The stadium will be approximately 8,000 capacity, all-seater. A condition of the £2M grant from the Football Stadium Improvement Fund (FSIF) was that the stadium must be all-seat. This is a condition of the FSIF. The funding is essential for the delivery of the Project.


What other methods of accessing the stadium will there be? Public transport? Cycling?

City of York Council, the stadium management and the two clubs will work together to provide a sustainable transport plan, designed to encourage fans to use public transport to travel to games. Regular, bus services will operate from the city centre, and, if there is sufficient demand, additional bus services to other areas of York will be considered.
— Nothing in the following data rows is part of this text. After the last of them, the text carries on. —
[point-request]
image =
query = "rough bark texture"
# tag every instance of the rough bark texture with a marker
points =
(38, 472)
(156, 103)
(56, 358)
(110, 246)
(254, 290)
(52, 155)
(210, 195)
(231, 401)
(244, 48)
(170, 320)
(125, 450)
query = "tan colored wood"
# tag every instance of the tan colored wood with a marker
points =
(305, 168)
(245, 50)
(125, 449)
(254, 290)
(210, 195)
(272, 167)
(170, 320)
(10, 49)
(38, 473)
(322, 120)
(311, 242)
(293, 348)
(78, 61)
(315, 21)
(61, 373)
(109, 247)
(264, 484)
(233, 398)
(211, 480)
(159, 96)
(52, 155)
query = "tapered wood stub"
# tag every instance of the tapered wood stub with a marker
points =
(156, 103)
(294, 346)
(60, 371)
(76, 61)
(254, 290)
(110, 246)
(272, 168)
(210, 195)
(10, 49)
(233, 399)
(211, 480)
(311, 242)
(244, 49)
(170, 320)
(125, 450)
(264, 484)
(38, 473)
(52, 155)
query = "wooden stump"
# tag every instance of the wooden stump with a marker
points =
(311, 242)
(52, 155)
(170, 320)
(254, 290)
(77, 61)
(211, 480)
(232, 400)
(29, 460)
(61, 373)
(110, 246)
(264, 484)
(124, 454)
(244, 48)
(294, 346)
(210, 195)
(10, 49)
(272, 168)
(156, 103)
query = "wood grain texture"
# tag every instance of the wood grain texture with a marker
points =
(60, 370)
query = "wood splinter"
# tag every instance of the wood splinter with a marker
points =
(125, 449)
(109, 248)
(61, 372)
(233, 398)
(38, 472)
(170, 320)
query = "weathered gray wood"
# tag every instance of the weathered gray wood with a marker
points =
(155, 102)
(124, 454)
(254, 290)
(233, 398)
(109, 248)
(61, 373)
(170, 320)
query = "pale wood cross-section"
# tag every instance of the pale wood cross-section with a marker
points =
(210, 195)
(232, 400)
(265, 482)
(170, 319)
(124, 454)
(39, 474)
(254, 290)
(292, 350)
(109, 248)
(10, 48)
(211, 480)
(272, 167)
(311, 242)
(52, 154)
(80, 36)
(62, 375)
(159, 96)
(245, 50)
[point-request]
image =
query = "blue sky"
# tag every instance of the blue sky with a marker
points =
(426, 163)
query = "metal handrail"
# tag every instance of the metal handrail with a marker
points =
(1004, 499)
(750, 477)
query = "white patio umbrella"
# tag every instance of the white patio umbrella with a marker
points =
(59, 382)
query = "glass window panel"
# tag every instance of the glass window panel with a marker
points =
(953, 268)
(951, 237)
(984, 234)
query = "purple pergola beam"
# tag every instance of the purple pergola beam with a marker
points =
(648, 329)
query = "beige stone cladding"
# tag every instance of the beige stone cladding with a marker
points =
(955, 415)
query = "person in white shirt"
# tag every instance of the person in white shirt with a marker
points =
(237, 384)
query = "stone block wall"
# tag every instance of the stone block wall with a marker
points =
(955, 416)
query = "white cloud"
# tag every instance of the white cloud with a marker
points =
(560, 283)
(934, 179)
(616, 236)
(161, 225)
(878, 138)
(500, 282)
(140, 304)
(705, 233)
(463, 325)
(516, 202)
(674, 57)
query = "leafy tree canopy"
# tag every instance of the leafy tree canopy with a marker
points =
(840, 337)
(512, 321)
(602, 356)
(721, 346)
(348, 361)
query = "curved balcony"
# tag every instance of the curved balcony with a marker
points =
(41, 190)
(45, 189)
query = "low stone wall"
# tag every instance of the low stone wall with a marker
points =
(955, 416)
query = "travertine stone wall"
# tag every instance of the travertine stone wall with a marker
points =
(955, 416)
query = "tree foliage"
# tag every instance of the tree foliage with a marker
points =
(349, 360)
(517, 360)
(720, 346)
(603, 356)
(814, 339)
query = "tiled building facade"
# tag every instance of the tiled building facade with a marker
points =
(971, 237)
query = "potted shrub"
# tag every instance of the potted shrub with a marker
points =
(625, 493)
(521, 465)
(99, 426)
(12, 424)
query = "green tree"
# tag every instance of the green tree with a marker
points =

There is an existing cycle link between Monks Cross and the city centre, and additional cycle parking will be provided as part of the development.

Where will visitors to the stadium park?

On matchdays, there will be up to 400 spaces available at the stadium. There are 355 cycle parking spaces within the Monks Cross site. The use of matchday parking provided at the P&R site and adjacent retail park will be restricted. To ensure the smooth operation of the car park on match days a traffic plan is being prepared as part of the planning submission. It will be the responsibility of the Stadium Management Company to ensure effective measures are in place to control access and parking.

Will the park and ride times be extended for evening matches? It currently only runs until circa 8pm on weekdays.

Yes; as part of the new development, a review of the Park & Ride operating times will be completed in association with the Vangarde Shopping Park. The existing hours are regulated by planning condition and we will seek a change to the existing limits. Furthermore, car parking at the Park & Ride will expand from 750 spaces to approximately 820.